Agent evals work like pytest: write functions named eval_*, and the framework discovers and runs them. The difference from tests: evals return scores (0–1), not just pass/fail, because agent output quality is a spectrum.

# eval_my_agent.py — discovered automatically by eval_discover()

def eval_tests_passed(ctx):
    """Did the agent get tests to pass?"""
    for s in reversed(ctx.steps):
        if s.tool_call.tool == "bash" and "pytest" in s.tool_call.args.get("command", ""):
            return s.tool_result.data.get("exit_code") == 0
    return False

def eval_efficiency(ctx):
    """Score 0-1: fewer steps = better."""
    return min(5 / max(ctx.step_count, 1), 1.0)

def eval_ioc_quality(ctx):
    """Return multiple metrics at once."""
    return {"precision": 0.9, "recall": 0.75, "f1": 0.82}

def eval_reasoning_gaps(ctx, llm):
    """LLM-as-judge: are conclusions supported by data?"""
    resp = llm.generate(f"Score 0-1: {ctx.final_output} supported by {ctx.session_log_text}?")
    return float(resp.strip())

Return anythingfloat, bool, str, dict, or EvalResult. The framework normalises. If your function takes an llm parameter, the framework passes the judge LLM automatically.

Attach to your loop

For live scoring during development:

from looplet import EvalHook

hook = EvalHook(
    evaluators=[eval_tests_passed, eval_efficiency],
    verbose=True,   # prints scores after each run
)
for step in composable_loop(..., hooks=[hook]):
    ...
print(hook.summary())          # "2 scored (avg 0.90)"
hook.save("evals/run_1.json")

Discover and batch-run across saved trajectories

from looplet import eval_discover, eval_run, EvalContext

evals = eval_discover("eval_my_agent.py")       # finds all eval_* functions
ctx = EvalContext.from_trajectory_dir("traces/run_1/")
results = eval_run(evals, ctx, judge_llm=my_judge)
for r in results:
    print(r.pretty())

The workflow: debug a run → notice a failure pattern → write a 5-line eval_* function → it runs automatically on every future run. Your debugging becomes your eval suite.

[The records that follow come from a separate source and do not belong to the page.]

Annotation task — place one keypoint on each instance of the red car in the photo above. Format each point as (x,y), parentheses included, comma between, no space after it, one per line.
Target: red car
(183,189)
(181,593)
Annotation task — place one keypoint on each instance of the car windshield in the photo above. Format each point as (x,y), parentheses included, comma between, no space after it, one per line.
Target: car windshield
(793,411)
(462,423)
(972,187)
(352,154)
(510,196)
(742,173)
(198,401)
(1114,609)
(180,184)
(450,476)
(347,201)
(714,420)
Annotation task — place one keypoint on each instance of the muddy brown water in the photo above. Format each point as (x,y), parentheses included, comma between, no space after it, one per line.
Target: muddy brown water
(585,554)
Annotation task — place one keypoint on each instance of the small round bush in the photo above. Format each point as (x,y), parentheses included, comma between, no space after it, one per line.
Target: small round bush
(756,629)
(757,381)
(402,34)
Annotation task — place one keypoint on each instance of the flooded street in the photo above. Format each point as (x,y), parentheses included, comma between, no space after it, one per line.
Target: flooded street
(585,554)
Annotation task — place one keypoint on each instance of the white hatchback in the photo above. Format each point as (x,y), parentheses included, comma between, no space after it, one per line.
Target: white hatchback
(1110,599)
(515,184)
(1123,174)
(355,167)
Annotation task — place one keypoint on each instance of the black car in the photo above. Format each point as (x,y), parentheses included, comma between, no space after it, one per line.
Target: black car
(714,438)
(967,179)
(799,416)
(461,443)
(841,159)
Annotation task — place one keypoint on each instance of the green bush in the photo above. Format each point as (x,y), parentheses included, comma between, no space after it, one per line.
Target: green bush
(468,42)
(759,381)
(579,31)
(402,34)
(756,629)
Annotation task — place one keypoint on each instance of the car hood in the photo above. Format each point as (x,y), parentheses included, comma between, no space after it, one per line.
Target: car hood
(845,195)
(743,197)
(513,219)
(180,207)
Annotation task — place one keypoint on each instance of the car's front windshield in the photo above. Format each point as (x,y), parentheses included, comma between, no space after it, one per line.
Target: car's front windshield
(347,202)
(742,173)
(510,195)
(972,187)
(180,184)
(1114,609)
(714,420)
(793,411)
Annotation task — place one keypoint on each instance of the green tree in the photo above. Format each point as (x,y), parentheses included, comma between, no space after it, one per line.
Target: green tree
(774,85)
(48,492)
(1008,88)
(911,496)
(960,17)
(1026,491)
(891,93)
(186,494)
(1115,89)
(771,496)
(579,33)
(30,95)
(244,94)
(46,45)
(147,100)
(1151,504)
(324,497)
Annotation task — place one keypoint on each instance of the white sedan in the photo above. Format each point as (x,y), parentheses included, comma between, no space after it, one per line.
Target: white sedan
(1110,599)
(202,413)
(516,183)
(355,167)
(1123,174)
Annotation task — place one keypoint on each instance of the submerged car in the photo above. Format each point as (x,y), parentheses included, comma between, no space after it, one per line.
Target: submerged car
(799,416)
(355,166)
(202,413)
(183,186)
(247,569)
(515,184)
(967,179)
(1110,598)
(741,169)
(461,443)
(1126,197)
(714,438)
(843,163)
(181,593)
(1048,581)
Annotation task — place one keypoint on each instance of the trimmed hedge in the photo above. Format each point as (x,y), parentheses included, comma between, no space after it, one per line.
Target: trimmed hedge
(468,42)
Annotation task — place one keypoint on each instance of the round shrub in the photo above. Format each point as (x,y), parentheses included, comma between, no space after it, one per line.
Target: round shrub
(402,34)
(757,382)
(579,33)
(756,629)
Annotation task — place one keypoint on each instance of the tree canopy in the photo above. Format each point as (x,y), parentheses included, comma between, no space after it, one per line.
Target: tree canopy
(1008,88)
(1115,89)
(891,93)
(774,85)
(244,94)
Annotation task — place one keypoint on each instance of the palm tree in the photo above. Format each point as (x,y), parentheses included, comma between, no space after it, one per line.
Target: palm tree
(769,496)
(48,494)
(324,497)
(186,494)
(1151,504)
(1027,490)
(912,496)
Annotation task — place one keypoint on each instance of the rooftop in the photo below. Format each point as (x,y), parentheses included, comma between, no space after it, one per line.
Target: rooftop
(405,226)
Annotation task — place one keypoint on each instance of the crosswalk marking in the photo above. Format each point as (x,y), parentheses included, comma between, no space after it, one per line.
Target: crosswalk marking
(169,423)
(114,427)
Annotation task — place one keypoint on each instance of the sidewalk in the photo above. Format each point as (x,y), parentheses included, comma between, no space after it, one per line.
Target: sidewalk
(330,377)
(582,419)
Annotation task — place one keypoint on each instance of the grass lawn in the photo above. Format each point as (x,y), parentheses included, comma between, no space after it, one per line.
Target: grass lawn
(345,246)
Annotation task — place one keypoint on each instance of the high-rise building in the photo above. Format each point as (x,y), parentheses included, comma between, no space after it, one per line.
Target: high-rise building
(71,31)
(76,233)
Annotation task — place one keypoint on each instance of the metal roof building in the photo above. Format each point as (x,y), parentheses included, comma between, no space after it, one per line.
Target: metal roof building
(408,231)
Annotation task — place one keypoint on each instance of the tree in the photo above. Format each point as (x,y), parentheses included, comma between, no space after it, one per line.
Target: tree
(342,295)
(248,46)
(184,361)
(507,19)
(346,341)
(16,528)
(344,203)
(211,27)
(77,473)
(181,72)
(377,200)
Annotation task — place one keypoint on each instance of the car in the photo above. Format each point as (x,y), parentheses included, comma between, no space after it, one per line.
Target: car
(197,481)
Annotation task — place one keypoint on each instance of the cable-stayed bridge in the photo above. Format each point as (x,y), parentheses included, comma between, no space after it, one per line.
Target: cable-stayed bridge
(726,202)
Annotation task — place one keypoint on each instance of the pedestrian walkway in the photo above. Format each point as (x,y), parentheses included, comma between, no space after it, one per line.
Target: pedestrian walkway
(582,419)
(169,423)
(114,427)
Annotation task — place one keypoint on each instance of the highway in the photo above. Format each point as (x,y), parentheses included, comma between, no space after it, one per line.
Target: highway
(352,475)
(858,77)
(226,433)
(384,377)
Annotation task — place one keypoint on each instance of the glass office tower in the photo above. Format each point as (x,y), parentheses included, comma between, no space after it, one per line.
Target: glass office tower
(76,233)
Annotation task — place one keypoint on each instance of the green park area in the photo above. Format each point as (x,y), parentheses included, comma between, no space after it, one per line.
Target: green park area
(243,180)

Discovery scope. eval_discover only collects functions defined in each eval_*.py file. Re-exports like from looplet import eval_mark are filtered out, so you can freely import decorators and helpers without them accidentally being run as evaluators.

Distinguish "done" from hook-triggered early stops

Hooks that terminate the loop early (budget caps, source counters, timeouts, quality gates) leave the agent without a done() call in the trajectory. Evals should dispatch on ctx.stop_reason:

def eval_completed_normally(ctx):
    """Agent called done() itself (not stopped by a hook)."""
    return ctx.completed          # shorthand for ctx.stop_reason == "done"

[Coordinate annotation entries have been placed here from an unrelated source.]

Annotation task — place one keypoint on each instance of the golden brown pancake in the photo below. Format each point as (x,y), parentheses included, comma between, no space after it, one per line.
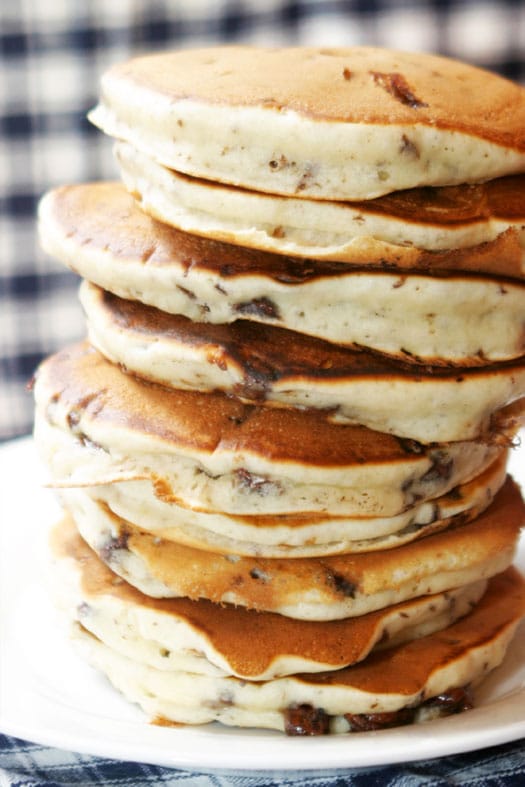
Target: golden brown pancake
(317,122)
(104,217)
(264,364)
(308,588)
(292,536)
(216,639)
(96,425)
(327,230)
(459,318)
(406,684)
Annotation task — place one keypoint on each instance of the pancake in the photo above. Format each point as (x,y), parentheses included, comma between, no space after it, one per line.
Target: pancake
(96,425)
(419,676)
(431,220)
(209,639)
(331,123)
(265,364)
(455,318)
(92,216)
(296,536)
(324,588)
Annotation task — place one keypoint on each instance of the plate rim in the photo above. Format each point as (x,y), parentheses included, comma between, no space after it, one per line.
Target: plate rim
(196,747)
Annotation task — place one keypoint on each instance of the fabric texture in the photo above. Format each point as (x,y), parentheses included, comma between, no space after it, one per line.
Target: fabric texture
(51,59)
(25,764)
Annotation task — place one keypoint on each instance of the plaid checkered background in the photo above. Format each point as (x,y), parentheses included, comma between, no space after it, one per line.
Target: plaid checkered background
(52,55)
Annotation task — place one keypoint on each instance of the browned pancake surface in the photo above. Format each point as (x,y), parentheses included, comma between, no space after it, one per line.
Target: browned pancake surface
(87,385)
(267,583)
(404,669)
(250,641)
(104,217)
(361,85)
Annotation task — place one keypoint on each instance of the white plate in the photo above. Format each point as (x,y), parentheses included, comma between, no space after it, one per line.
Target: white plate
(48,696)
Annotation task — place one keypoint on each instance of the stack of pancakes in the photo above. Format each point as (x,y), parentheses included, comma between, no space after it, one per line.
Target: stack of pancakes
(282,453)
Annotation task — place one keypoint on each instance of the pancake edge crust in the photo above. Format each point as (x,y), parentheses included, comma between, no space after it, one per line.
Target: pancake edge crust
(463,124)
(409,676)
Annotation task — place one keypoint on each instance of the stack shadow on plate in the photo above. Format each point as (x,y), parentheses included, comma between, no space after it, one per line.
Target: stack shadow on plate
(282,451)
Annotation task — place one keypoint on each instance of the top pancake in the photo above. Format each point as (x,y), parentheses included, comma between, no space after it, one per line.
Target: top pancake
(330,123)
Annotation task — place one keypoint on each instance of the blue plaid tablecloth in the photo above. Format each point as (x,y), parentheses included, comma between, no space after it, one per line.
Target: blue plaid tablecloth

def eval_stopped_within_budget(ctx):
    """Either finished normally OR stopped by the budget hook (both are fine)."""
    return ctx.stop_reason in {"done", "budget_exceeded"}

def eval_not_hit_timeout(ctx):
    return ctx.stop_reason != "timeout"

stop_reason is populated from both live EvalHook runs (read from state) and saved trajectories (read from trajectory.json). Hooks should pass a meaningful label when they stop the loop:

from looplet import HookDecision

class BudgetCap:
    def should_stop(self, state, step_num, new_entities):
        if self.tokens > self.budget:
            return HookDecision(stop="budget_exceeded")   # shows up as ctx.stop_reason
        return False

Returning a plain True from should_stop is still supported; it records stop_reason="hook_stop".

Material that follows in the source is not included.